Motion, speech, and sound effects are fundamental elements of human-centric videos, yet their heterogeneous temporal characteristics make joint generation highly challenging. Existing audio-video generation models often fail to maintain consistent alignment across these modalities, leading to noticeable mismatches between motion, speech, and environmental sounds. We present Unison, a unified framework that explicitly promotes coherence across the motion, speech, and sound modalities. Within the audio stream, Unison employs a semantic-guided harmonization strategy that decouples the generation of speech and sound-effect components.

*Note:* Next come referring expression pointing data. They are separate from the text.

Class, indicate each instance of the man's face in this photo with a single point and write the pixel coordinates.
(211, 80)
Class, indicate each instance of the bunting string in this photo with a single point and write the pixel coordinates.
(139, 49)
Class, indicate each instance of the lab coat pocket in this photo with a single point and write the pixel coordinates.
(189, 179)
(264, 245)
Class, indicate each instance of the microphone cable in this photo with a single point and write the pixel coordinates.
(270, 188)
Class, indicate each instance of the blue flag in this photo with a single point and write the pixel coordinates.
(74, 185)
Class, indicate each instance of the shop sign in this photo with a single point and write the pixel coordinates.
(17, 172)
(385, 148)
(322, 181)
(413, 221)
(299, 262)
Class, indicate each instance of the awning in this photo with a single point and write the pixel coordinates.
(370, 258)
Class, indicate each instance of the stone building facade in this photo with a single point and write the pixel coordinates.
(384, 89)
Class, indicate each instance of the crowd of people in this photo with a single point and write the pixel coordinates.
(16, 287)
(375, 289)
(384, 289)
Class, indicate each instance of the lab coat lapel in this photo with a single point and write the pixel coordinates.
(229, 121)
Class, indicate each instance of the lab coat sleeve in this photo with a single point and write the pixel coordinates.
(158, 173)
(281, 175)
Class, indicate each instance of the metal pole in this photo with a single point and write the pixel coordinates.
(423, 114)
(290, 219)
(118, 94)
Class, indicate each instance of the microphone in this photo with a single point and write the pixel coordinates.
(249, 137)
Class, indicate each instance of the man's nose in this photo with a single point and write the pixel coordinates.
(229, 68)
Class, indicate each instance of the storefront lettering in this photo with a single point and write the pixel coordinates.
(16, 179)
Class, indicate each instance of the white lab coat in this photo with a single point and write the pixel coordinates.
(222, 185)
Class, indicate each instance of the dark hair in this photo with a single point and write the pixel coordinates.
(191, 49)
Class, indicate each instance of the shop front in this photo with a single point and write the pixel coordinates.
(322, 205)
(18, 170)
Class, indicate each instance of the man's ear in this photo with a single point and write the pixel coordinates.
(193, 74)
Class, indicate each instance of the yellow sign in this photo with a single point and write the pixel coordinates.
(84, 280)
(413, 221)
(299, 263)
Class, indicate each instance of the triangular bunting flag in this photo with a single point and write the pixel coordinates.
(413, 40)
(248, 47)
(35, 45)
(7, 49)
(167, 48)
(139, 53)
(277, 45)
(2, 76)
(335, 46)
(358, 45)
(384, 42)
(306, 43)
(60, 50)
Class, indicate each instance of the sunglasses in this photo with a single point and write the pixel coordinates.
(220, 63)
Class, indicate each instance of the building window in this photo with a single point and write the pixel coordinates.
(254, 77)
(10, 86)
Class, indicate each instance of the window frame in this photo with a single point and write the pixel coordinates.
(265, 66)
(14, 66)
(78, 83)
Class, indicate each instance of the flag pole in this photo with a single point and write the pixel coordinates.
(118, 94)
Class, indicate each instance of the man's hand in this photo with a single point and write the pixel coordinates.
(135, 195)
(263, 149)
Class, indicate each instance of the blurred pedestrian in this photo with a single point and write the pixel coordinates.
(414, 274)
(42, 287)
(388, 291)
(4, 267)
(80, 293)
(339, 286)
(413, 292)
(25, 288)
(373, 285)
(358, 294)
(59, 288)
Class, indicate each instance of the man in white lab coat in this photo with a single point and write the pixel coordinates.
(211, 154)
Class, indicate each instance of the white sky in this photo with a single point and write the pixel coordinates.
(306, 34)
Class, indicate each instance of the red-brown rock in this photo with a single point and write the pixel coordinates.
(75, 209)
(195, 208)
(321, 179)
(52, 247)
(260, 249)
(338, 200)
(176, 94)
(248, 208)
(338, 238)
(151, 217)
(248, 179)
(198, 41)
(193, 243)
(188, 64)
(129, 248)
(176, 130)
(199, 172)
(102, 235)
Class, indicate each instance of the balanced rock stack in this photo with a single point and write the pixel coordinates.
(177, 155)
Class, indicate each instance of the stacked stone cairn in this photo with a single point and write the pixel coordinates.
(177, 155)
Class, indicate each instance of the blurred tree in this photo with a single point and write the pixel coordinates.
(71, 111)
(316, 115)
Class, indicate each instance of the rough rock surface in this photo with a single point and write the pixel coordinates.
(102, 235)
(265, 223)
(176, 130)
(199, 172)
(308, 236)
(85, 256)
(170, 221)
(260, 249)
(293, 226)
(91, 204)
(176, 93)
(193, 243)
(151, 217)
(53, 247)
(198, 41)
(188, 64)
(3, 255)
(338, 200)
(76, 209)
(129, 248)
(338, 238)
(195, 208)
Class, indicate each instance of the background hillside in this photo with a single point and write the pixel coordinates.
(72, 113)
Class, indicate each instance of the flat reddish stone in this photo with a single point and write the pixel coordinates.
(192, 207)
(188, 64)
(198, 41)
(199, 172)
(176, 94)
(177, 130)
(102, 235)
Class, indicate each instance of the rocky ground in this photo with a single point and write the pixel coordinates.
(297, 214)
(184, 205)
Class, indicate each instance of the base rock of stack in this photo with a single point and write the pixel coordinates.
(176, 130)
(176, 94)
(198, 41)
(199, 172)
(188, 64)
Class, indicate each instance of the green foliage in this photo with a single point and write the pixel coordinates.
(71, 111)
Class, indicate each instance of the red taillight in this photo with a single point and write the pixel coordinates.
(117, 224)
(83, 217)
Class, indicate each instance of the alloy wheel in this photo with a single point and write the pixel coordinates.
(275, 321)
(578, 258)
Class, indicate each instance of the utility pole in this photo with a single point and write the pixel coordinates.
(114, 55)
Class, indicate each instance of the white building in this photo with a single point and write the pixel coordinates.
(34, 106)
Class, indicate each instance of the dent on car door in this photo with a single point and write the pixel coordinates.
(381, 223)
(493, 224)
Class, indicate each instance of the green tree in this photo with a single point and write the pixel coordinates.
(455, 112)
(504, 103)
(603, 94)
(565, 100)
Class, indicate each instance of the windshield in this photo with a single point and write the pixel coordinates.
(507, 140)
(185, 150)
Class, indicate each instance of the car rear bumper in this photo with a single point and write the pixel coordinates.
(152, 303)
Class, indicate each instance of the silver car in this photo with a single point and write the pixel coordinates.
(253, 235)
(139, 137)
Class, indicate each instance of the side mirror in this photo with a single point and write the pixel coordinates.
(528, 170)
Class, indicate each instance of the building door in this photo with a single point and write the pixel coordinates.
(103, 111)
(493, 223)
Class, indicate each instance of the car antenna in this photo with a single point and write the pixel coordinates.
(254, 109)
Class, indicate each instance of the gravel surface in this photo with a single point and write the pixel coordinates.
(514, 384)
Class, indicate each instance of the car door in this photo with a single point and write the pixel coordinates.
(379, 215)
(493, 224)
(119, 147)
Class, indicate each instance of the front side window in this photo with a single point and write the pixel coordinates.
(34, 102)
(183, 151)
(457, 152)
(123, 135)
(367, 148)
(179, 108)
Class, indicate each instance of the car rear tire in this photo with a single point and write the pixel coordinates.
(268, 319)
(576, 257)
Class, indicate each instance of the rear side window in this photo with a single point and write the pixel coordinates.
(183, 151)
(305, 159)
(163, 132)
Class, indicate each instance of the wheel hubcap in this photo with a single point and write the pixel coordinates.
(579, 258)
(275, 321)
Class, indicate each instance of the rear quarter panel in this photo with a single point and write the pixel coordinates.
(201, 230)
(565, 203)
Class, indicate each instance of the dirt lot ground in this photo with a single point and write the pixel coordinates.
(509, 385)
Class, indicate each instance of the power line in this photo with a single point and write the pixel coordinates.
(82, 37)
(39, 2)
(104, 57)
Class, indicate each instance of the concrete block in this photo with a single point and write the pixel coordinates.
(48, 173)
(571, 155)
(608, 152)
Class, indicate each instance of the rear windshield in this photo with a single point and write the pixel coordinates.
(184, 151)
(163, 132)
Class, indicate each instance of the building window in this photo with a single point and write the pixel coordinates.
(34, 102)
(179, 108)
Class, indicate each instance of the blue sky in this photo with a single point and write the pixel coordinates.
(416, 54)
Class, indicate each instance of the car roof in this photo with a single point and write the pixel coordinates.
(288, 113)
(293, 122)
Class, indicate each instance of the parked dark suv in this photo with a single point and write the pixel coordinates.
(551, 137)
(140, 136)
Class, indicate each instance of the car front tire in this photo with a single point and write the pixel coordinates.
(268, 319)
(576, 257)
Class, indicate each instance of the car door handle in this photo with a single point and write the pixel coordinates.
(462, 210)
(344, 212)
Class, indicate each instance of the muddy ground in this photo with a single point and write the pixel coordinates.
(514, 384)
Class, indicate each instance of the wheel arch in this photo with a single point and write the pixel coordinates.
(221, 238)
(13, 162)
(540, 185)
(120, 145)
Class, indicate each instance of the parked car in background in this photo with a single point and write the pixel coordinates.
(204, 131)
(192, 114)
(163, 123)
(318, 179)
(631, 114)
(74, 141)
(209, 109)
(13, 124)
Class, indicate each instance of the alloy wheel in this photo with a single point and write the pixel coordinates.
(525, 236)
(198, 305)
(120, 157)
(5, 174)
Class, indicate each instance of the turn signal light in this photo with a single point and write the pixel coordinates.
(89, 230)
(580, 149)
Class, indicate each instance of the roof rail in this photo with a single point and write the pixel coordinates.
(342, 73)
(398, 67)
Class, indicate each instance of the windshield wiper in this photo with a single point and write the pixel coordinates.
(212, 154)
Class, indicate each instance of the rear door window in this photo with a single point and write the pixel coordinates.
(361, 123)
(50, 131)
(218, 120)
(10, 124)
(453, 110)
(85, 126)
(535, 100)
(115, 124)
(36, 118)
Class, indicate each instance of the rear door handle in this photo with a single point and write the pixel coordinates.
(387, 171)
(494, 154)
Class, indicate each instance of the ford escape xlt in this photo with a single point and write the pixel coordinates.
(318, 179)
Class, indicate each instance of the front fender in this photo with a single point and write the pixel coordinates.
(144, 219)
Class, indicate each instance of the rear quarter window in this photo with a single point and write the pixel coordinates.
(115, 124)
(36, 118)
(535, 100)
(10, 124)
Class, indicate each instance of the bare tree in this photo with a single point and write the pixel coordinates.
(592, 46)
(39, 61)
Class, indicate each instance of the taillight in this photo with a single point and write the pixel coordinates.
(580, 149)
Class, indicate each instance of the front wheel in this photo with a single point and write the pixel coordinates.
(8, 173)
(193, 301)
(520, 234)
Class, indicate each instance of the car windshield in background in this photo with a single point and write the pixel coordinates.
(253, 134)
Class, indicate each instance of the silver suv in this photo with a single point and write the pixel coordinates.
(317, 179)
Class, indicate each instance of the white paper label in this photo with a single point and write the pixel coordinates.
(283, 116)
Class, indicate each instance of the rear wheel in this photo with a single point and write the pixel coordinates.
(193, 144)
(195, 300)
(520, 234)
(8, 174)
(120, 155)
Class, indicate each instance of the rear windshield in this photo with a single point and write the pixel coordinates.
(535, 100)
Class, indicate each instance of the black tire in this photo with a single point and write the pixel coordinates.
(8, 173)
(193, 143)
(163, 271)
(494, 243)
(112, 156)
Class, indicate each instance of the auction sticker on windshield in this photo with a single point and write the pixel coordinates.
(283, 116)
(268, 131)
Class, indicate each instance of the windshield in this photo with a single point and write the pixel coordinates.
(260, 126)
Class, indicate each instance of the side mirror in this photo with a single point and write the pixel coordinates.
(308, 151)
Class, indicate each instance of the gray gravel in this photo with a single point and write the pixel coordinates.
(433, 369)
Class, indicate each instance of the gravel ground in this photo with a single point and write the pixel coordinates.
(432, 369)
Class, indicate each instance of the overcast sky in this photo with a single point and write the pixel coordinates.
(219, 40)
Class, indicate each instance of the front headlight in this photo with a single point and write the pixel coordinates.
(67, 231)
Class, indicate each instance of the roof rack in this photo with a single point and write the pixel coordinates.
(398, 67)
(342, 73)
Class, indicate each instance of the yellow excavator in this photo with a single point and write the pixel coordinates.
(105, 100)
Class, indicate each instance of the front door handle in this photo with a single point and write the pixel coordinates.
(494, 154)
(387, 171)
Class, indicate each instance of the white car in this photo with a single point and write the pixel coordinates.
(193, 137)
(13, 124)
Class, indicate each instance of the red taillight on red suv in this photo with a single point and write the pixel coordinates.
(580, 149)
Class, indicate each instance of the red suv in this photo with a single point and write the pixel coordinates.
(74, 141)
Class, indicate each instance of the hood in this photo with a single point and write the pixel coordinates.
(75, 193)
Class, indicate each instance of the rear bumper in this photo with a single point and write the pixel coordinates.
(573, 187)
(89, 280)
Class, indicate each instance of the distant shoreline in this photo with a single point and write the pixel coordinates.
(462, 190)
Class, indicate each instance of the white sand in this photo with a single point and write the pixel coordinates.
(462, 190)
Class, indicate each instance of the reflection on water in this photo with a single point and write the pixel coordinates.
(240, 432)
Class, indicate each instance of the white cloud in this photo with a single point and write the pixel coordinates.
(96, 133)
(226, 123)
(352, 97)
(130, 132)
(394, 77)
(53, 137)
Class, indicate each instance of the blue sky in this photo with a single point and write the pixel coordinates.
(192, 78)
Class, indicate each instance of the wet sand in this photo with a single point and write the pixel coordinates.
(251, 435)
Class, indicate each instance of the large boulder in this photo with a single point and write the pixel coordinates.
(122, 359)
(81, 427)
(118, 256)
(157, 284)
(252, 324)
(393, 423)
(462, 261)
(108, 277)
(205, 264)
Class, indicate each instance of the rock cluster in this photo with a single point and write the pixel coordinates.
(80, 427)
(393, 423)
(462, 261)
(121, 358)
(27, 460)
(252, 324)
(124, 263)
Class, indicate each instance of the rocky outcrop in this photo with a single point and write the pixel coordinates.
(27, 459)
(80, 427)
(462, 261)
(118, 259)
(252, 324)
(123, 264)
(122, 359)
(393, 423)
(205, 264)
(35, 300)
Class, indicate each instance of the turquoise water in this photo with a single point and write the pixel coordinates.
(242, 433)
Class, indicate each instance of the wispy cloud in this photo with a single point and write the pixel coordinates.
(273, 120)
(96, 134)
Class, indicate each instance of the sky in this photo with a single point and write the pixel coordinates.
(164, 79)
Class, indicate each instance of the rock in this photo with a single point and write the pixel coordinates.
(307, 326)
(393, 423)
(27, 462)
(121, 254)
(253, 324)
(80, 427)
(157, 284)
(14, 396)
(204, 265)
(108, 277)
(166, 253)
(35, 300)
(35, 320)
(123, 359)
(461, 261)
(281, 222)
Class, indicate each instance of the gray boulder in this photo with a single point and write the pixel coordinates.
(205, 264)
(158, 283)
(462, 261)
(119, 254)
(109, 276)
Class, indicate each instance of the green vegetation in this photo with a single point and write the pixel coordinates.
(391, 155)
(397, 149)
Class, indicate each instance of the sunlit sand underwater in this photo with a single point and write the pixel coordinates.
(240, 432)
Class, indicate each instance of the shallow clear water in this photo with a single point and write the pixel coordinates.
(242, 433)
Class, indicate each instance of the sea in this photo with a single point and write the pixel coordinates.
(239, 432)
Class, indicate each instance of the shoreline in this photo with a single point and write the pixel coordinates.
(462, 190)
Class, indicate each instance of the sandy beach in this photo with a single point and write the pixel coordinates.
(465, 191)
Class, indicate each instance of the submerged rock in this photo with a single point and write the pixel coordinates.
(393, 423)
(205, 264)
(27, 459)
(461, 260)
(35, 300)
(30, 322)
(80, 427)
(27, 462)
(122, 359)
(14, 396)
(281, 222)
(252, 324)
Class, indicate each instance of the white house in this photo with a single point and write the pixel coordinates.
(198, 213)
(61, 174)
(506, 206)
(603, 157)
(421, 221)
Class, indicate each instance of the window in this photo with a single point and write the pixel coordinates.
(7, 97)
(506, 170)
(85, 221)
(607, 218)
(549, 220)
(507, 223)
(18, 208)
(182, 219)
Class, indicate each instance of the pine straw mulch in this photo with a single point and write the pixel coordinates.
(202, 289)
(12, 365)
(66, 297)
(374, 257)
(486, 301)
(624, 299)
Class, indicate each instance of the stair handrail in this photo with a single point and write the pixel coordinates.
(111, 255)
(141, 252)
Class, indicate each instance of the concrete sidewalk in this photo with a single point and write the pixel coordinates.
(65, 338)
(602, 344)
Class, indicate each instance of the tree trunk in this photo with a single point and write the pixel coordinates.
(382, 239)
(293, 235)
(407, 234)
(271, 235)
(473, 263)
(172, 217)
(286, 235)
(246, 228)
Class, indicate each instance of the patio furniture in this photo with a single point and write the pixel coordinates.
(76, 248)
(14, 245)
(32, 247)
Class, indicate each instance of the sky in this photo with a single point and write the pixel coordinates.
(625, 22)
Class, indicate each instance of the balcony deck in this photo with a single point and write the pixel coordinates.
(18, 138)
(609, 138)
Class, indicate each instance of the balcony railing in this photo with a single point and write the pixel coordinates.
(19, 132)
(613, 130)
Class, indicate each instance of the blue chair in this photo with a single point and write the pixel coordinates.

Leveraging bidirectional audio cross-attention and semantic-conditioned gating for semantic-driven adaptive recomposition, this approach effectively mitigates speech dominance and enhances acoustic clarity. For audio-motion synchronization, we propose a bidirectional cross-modal forcing strategy where the cleaner modality guides the noisier one through decoupled denoising schedules, reinforced by a progressive stabilization strategy. Extensive experiments demonstrate that Unison achieves state-of-the-art performance in both audio perceptual quality and cross-modal synchronization, highlighting the importance of explicit multimodal harmonization in human-centric video generation.